Adam and Eve
We cannot deal with the Torah’s different way of relating to men and women without first discussing Adam and Eve, for there is no deeper schism in the chain of human behavior than Adam and Eve’s defining event.
As we understand it, Adam and Eve’s act is widely considered the first sin. Adam enters the larger world with a need to rectify the historical injustice he committed at the beginning of his journey. The Torah points to Adam and Eve’s relationship as the source of that historical error.
As a result, an argument ensues between man and woman, whose basis is man’s immortal sentence: “The woman you placed alongside me – she gave me from (the fruit of) the tree, and I ate.” Man and woman enter the world with the commonly perceived notion that women are a problem, a temptation, and a sin.
There is no better way to develop religiosity and religious people than through the story of Adam and Eve. Through a short story, the Torah creates a very significant buffer between these two beings. An internal anger is created between them that will form the basis for the nature of male and female relationships. From this point forward, men seem to drive all morality. By adhering to the Torah and its study, men stake their claim as those more responsible for the spiritual world and are tasked with directing the entire family in following its laws.
Religiosity in its various forms, as reflected in Islam and Christianity, connects men directly to matters of the spirit and women as a factor that needs distancing from religious matters. Women remain in the background, on the other side of the curtain in the women’s section, while men wrap themselves in the aura of a sacred talit.
The Torah’s need to form a separation between man and woman and its need to create “religious people,” stems from crucial evolutionary sources for its existence. The Torah was introduced to the world during a very primitive era in human morality. Our forefather Abraham could not leave the house with his wife Sarah without facing the real danger that she would be raped or kidnapped. Noah’s generation suffered from excessive sexuality, which also prompted God to destroy the world and try to rebuild it after the flood.
Sexuality has always been very central to males’ behavior. In light of that, how does the Torah hope to successfully develop a group of people who focus not just on women, but on the holiest of books?
This is the purpose of the first sin – to separate between the genders and to enable man to engage in the study of the Torah and its letters, without the interference of his thoughts and human desires. This is how the religious world slowly developed, allowing the Torah to blossom to its current state.
Women, with their high level of perception, realized the benefit of connecting men to the spiritual world and their separation from the world of women. They saw with their own eyes how this would enable civilization to reach higher levels of morality, humanity, and submission to God’s will, even without in-depth Torah study. Women’s well-developed faith brings them to higher realms – at times even higher than the level achieved by men through the scholarly study of the Torah.
The Torah ensured that female figures were given a very central part in the stories of our forefathers and foremothers, particularly in the latter’s maternal role. It was Sarah who asked that Isaac be favored over Ishmael, and Rebecca who asked for Jacob to receive Isaac’s blessing instead of Esau.

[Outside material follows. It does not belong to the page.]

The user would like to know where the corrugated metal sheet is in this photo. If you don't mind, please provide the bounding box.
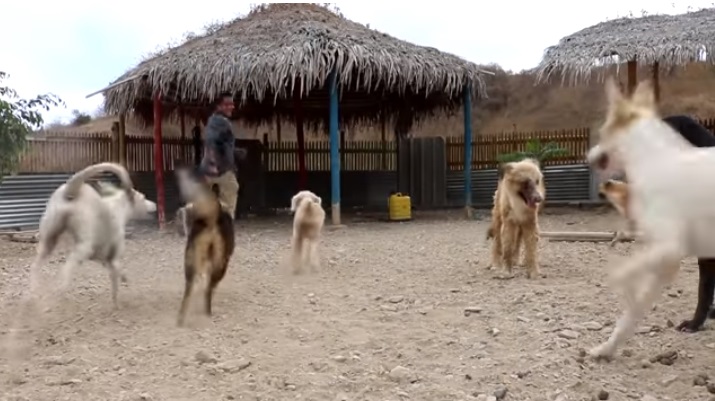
[0,172,119,231]
[447,164,592,207]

As such, male Torah-oriented religiosity understood the need for balance even while learning the holy scriptures.
Angles of observation
In a sense, the Or Yahalom Bible represents these unique and unusual angles of observation of man and woman in the world of creation. Man must hold onto the letters of the Torah to intellectually grasp God’s presence in the world. He clings to the letters to elevate himself spiritually and distance himself from the world of the evil inclination.
Women are associated with diamonds and with the connection that passes through the dimension of spiritual light. In an analogous sense, you could say that women connect to the Creator through the heart, and men connect through the mind.
It was not an accident that two opposing schools of thought emerged in the world. The first perspective is that of man tirelessly poring over holy books, seeking to study each letter and every verse. The second is that of women of faith, about whom the Midrash says, “The redemption will take place only in the merit of the righteous women of that generation.”
This is the Diamond Bible: Diamonds for those who seek to connect through the light of their souls, and the letters of the Torah for those who wish to connect with God through their intellectual ability.